I have met some ex NSA guys from the Army that were amazing. Not really sure
what kind of training they got. Their experience isn't really a good
representation of IT as a whole in the Army.

There are exceptions to everything. There are small teams/groups within every
branch of the military doing really cool stuff. Some of them have many more
opportunities for excellent training that the average person in a similar role
in the Army will have.

>Other branches send their people to gordon for it.

Also, a lot of the technical schools at Gordon had instructors from the Air
Force and the Navy teaching alongside the Army.

------
supernova87a
There is something about how the military used to be a huge repository of
technical talent as we entered WW2 and the incentives were still there for
people to build their careers in the military as experts.

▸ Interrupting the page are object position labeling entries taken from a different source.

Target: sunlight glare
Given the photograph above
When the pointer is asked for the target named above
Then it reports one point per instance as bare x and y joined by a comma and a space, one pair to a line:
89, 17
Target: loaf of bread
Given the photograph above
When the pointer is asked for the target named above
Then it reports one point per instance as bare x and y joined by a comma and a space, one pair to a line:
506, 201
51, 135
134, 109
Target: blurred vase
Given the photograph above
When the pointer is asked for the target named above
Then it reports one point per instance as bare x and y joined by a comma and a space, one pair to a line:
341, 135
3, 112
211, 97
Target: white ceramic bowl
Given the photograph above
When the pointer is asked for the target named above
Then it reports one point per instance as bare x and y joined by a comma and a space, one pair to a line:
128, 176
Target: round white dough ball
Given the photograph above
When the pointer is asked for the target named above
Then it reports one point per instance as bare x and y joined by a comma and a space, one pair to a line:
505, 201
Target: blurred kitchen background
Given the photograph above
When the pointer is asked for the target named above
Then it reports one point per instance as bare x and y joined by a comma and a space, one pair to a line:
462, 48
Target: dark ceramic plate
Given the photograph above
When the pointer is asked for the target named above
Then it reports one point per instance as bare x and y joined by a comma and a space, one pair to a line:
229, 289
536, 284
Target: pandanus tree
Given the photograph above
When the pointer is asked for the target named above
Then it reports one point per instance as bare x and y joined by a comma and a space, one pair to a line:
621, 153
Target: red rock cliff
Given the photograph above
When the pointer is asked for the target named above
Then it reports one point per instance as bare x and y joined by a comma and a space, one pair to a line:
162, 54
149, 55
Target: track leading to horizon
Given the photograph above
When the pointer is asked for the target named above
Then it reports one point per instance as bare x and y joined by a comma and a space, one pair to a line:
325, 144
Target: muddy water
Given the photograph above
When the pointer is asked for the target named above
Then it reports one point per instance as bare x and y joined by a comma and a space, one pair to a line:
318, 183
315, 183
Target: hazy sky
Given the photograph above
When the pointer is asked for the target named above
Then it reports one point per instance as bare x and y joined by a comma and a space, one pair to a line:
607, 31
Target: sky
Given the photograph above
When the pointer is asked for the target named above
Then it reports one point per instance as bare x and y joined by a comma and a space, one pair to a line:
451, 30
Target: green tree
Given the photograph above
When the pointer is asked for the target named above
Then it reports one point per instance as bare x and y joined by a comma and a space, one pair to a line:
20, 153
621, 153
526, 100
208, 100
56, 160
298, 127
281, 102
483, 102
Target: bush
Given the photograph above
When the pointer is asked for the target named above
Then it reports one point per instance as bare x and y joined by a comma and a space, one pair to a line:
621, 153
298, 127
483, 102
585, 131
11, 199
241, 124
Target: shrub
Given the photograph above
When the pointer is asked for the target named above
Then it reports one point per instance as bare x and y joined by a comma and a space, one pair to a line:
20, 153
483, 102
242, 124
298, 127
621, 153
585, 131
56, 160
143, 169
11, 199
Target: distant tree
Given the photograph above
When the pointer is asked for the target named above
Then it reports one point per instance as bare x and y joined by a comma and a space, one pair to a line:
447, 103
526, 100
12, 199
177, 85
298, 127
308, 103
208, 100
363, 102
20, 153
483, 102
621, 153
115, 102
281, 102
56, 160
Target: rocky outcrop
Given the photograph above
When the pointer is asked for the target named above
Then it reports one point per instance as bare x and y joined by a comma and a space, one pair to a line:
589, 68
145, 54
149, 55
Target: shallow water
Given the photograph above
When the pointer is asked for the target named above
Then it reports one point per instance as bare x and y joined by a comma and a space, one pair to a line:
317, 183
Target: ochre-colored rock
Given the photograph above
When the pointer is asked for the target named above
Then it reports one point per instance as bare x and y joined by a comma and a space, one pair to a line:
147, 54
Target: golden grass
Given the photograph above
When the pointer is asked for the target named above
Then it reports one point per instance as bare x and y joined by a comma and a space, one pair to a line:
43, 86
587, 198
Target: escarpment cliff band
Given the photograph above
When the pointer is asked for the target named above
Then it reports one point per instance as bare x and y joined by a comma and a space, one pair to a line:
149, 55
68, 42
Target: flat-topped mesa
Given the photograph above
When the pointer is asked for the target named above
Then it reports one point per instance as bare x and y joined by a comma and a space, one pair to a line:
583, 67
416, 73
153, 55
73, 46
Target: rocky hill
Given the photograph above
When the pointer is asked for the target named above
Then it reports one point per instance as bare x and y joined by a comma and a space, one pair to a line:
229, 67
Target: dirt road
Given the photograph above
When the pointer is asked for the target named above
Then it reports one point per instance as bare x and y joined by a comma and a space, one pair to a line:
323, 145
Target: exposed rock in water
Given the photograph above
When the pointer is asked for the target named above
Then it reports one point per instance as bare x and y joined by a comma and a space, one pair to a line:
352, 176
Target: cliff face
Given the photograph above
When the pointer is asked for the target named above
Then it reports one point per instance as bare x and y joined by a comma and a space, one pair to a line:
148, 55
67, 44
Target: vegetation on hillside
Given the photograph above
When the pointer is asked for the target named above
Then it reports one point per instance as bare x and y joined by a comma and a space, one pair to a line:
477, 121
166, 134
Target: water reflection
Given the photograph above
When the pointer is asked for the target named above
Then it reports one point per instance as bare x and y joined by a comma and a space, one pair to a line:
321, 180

Think about all the stories of experts who developed technology for the
military, solved interesting problems for the military, public defense, all
the aircraft and vehicle/vessel designs, systems that came out of that domain.
And spun off useful companies that created whole industries of their own.

And then over time, we as a country lost the desire to pay for that expertise
(and lost an urgent need for it), and just like other areas of government, the
expertise that was no longer being rewarded migrated to contractors to the
point that the government agencies themselves do not know how to measure what
they want to happen -- and have to ask the contractor to do that assessment
for them... Just think of the FAA and Boeing lately...

------
Ahmd72
Recommended for people wanting to learn about this subject, I still keep this
as my go to reading whenever I want to check something again. Though there is
an updated version too which you can find at:
[https://www.fcctests.com/neets/Neets.htm](https://www.fcctests.com/neets/Neets.htm)

------
jwithington
These training materials are supremelyyyyy underrated. So much of what people
are looking for is training--not education. And there's a difference! The Navy
is best-in-class in training.

Excited to see these materials made their way to HackerNews.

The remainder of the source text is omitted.